Pakistan’s inflation is poised to accelerate sharply, with consumer prices likely to climb to 7–7.5% in March and potentially reach double digits by April if global oil prices remain near $100 per barrel, raising fresh risks for the country’s fragile economic recovery.

Rising fuel costs are already feeding into transport and energy prices, pushing up household expenses and increasing pressure on policymakers. The transport segment alone is expected to surge 18% month-on-month in March, driven by steep increases in petrol and diesel prices following the jump in international crude markets.

The projections were outlined in a new analysis by brokerage house Topline Securities, which warned that sustained oil prices could significantly reshape Pakistan’s inflation trajectory in the coming quarters.

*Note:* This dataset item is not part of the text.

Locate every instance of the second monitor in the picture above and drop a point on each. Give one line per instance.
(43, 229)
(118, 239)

According to the report, if Brent crude holds around $100 per barrel, Pakistan’s average inflation could rise to 10.9% in the fourth quarter of FY2026, before moderating to 9.3%, 7.5% and 8.2% in the following three quarters.

Higher fuel prices are expected to ripple across the economy. Petrol prices are estimated to have increased 26.7% month-on-month, while high-speed diesel climbed 25%, sharply lifting transport costs and logistics expenses.

Energy costs are also adding to inflationary pressure. Electricity tariffs are expected to rise 3.27% month-on-month due to tariff adjustments, while liquefied petroleum gas (LPG) prices may increase 5.6%, further raising household energy bills.

Food prices, however, offered a rare offset. Contrary to the usual Ramadan trend, food inflation declined 1.29% month-on-month, largely due to steep price drops in tomatoes, eggs, potatoes and wheat, though chicken and meat prices edged higher.

The report said monetary policy may remain steady for now, but warned that sustained oil prices above $120 per barrel could force the central bank to consider raising interest rates to prevent real rates from turning negative.

Pakistan’s real interest rate is expected to widen to around 300–350 basis points in March, above the country’s historical average, reflecting the gap between policy rates and rising inflation expectations.